Trump acts against China


Published 25 January 2018

US President Donald Trump is finally turning his protectionist trade rhetoric into action by taking a series of steps aimed at China. Trump has repeatedly argued that the Chinese have been engaged in a sustained and consistent program of unfair trading practices aimed primarily at the United States.

Many of Trump’s early and most vocal threats have appeared hollow throughout his first year in office.  He did not, as he suggested, name China a “currency manipulator” on “Day 1.”  He did not raise tariffs against Chinese products. 

Instead, his administration merely launched several investigative actions against China.  Trump himself attributed his delayed actions to a desire to engage with Chinese leadership over North Korea. 
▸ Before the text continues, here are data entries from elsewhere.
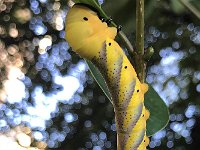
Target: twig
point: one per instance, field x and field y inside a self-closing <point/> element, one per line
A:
<point x="191" y="8"/>
<point x="140" y="39"/>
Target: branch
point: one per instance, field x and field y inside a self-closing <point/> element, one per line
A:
<point x="140" y="39"/>
<point x="191" y="8"/>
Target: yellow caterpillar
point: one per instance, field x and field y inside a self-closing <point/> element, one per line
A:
<point x="92" y="39"/>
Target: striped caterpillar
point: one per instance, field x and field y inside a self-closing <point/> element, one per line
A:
<point x="92" y="39"/>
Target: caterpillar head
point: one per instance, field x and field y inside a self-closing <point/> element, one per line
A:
<point x="83" y="26"/>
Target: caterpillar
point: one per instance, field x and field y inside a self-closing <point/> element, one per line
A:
<point x="92" y="39"/>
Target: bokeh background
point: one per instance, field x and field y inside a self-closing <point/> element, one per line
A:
<point x="48" y="99"/>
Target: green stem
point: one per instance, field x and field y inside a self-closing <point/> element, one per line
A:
<point x="191" y="8"/>
<point x="140" y="38"/>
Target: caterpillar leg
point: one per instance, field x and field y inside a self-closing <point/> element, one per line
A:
<point x="147" y="114"/>
<point x="108" y="21"/>
<point x="119" y="28"/>
<point x="144" y="87"/>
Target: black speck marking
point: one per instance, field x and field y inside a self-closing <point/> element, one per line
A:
<point x="85" y="18"/>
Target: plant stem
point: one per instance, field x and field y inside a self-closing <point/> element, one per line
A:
<point x="140" y="38"/>
<point x="191" y="8"/>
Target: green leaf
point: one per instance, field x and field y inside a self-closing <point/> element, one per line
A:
<point x="159" y="115"/>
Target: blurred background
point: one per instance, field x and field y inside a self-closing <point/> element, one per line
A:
<point x="48" y="98"/>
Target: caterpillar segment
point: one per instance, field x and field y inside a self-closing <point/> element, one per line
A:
<point x="93" y="39"/>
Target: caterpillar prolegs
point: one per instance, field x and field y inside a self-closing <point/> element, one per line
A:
<point x="94" y="40"/>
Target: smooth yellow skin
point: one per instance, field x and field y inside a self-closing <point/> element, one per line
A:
<point x="94" y="40"/>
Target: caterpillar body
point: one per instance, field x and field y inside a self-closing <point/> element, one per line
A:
<point x="92" y="39"/>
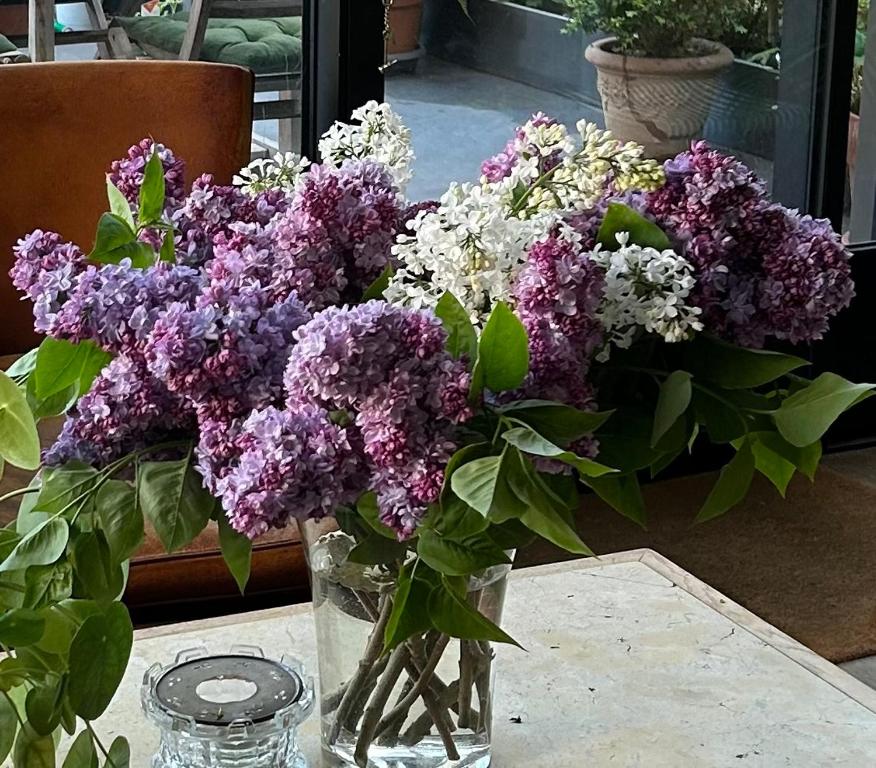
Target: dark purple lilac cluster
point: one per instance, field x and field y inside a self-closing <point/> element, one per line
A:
<point x="762" y="270"/>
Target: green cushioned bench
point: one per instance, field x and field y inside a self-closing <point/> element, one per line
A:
<point x="9" y="54"/>
<point x="266" y="46"/>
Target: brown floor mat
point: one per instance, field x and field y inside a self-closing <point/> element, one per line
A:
<point x="806" y="564"/>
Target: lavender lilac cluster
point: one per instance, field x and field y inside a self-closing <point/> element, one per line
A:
<point x="386" y="368"/>
<point x="762" y="270"/>
<point x="200" y="345"/>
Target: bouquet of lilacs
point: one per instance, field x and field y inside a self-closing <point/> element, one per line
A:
<point x="441" y="379"/>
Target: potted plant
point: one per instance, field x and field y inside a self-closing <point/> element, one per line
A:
<point x="659" y="66"/>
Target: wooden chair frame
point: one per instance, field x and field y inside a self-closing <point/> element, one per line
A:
<point x="287" y="108"/>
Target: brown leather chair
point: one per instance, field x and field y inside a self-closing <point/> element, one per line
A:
<point x="62" y="124"/>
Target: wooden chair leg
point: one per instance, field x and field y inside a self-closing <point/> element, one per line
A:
<point x="41" y="30"/>
<point x="289" y="128"/>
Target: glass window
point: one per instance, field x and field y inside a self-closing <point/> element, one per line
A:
<point x="741" y="74"/>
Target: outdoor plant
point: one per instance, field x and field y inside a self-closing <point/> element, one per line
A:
<point x="658" y="28"/>
<point x="443" y="379"/>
Trump has few “fixed” viewpoints on policy, but he does have a longstanding interest in trade and trade policy.  His Republican party’s overriding objective had been to push through greater tax cuts.  After nearly a year of effort, despite controlling both houses of Congress and the White House, the Republicans finally got a new tax cutting regime in place in late December.  Midterm elections are looming in November 2018.

Now that tax cuts have been achieved, Trump has more freedom to respond on trade. 

China’s trade deficit with the United States widened in 2017 to a record level of USD$275.8 billion.  This is in spite over an overall drop of 17 percent in China’s global trade figures.  Given the obsessive focus of Trump and some of his advisors on merchandise trade figures, a widening trade deficit portends serious difficulties in the bilateral relationship.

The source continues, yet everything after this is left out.